With ethane prices remaining below 30 c/gal, making it only slightly more valuable than natural gas at Henry Hub on a Btu equivalence, most natural gas processors/producers can earn a greater profit when ethane is sold with natural gas (rejected) than when it is extracted and sold with the NGLs. How much more money you may be wondering? The answer is — it depends. Are there downstream pipeline contracts and sunk costs impacting the decision making? Are the contracted volumes on an ethane-only pipeline or a raw mix pipeline? How far away is the producing basin from the Gulf Coast market? How do all these factors come together to determine whether ethane is produced or rejected and the value created? Today, we continue our discussion of the MQQV gas processing model — this time focusing on the Value principle. This is our final blog focusing on the MQQV model and, with it, we are making it available to all Backstage Pass holders should you want to run scenarios of your own.
In Part 1 of this series, we reviewed the calculation methodology, the history and the pros and cons of the Frac Spread — the difference between the price of natural gas and the weighted average price of NGLs on a Btu basis.

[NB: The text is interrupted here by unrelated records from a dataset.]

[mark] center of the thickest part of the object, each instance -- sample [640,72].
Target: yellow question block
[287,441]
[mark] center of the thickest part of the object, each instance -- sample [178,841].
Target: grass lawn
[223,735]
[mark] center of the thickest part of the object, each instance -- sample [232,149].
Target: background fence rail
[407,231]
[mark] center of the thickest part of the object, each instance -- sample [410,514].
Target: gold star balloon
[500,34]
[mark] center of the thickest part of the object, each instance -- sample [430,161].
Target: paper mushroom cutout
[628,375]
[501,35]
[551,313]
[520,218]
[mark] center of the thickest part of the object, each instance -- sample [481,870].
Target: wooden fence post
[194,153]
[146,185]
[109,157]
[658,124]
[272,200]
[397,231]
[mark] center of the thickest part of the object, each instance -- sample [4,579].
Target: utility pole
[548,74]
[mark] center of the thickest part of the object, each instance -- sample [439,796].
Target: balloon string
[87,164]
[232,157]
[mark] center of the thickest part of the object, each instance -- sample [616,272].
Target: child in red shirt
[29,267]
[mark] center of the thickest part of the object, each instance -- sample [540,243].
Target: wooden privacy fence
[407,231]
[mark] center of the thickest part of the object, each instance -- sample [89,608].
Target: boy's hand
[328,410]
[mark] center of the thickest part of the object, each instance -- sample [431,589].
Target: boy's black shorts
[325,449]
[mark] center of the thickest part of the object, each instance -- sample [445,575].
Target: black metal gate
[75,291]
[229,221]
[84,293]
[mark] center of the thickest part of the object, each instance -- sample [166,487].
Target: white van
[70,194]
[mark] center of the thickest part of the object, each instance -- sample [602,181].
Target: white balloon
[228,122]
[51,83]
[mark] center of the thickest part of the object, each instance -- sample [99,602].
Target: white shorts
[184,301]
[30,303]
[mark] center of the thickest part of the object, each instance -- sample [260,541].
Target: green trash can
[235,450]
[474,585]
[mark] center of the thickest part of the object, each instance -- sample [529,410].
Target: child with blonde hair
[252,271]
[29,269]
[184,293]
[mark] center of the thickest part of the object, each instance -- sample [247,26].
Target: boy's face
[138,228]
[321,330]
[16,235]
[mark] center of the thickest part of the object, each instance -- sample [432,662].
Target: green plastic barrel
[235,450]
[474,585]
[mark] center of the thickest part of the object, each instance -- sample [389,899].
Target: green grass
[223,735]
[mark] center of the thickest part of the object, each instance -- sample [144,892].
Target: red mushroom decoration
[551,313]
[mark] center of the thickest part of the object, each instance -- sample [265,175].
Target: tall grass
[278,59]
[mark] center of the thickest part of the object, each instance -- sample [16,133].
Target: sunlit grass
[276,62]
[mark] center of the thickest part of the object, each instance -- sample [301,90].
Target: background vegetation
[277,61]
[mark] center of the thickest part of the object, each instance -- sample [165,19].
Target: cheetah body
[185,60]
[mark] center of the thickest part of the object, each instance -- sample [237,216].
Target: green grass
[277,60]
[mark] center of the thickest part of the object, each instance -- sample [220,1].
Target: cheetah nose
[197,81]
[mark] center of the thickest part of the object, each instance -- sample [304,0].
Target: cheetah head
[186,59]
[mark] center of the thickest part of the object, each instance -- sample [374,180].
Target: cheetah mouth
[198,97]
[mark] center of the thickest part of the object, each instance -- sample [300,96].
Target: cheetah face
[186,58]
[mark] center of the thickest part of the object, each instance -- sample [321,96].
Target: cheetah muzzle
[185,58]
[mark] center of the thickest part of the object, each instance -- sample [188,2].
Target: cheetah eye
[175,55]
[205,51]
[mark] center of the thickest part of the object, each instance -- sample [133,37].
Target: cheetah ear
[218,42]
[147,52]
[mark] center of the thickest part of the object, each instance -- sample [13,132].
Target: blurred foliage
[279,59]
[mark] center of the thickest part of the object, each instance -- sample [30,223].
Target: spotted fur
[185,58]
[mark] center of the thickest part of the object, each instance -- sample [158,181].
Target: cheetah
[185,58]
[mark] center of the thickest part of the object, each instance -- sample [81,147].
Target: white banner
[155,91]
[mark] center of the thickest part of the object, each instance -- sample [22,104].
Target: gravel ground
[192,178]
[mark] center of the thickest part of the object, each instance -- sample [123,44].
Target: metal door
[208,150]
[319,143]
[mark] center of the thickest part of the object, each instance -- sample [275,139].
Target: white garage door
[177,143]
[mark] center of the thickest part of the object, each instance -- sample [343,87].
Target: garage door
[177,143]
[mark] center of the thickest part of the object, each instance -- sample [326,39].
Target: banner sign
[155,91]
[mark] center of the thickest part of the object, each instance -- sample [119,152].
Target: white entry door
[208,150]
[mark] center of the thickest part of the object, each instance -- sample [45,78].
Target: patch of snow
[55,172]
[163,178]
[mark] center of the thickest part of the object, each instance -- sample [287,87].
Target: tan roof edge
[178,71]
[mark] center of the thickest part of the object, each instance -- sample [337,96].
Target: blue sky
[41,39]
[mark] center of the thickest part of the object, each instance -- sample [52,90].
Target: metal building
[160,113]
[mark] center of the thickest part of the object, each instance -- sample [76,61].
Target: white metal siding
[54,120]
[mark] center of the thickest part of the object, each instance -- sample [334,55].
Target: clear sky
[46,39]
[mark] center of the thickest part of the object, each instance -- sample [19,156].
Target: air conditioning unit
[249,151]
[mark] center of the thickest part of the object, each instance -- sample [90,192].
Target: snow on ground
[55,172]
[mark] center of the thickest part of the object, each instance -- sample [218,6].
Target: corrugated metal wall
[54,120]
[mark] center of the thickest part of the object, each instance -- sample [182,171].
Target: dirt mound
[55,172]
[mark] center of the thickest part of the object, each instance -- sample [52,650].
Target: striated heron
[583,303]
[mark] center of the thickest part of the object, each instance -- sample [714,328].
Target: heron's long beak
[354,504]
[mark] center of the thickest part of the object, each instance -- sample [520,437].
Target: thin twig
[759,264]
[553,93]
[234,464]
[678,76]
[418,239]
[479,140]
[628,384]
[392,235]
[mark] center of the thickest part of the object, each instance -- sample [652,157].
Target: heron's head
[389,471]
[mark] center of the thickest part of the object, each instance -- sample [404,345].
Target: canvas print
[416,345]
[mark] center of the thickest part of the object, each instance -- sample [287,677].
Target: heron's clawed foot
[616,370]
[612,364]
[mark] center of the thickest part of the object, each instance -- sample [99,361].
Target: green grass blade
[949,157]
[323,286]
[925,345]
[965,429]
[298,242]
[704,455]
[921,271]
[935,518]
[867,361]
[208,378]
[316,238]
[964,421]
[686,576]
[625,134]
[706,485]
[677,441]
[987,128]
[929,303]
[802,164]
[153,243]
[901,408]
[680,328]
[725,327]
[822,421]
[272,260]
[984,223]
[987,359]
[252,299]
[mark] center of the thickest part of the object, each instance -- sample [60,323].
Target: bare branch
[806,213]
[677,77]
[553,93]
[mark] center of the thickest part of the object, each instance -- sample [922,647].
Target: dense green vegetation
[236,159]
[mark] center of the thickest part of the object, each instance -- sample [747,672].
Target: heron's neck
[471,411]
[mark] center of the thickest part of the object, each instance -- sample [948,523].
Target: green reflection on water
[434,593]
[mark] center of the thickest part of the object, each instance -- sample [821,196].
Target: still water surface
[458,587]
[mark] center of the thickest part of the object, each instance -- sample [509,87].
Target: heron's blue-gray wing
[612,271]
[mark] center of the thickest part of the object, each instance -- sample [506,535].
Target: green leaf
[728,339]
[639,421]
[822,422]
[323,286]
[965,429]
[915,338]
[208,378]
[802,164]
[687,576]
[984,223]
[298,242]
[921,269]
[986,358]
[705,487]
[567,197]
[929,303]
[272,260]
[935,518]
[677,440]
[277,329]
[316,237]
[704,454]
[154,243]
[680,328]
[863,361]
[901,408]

We noted that while the Frac Spread is a good indicator of the relative health of natural gas processing over time, it is not representative of the processing margin for a particular stream of inlet gas. That is because the Frac Spread does not take into account the quality of the gas being processed either in terms of the liquids content or the Btu content, nor does it factor in the operating efficiency of the plant or help determine if ethane rejection makes sense. These factors and others ultimately determine the quantity of NGLs that a gas processing plant can produce from a given inlet gas stream.
For this more detailed analysis, we need a model that goes deeper than a simple Frac Spread. In Part 2, we began our explanation of gas processing margin calculations using RBN’s MQQV (Measurement, Quantity, Quality and Value) gas processing model. We got as far as looking at Measurement and briefly introducing Quantity in Part 2, and then in Part 3, we explored the rest of Quantity before moving into Quality, and concluded that the decision to reject or recover ethane is a balancing act between pipeline Btu specs and economics. In this final episode of this series, we’re going to run through a couple of examples of those economics, sunk costs implications, and the Value calculation and how Measurement, Quantity, Quality and Value are combined to analyze a gas processing plant.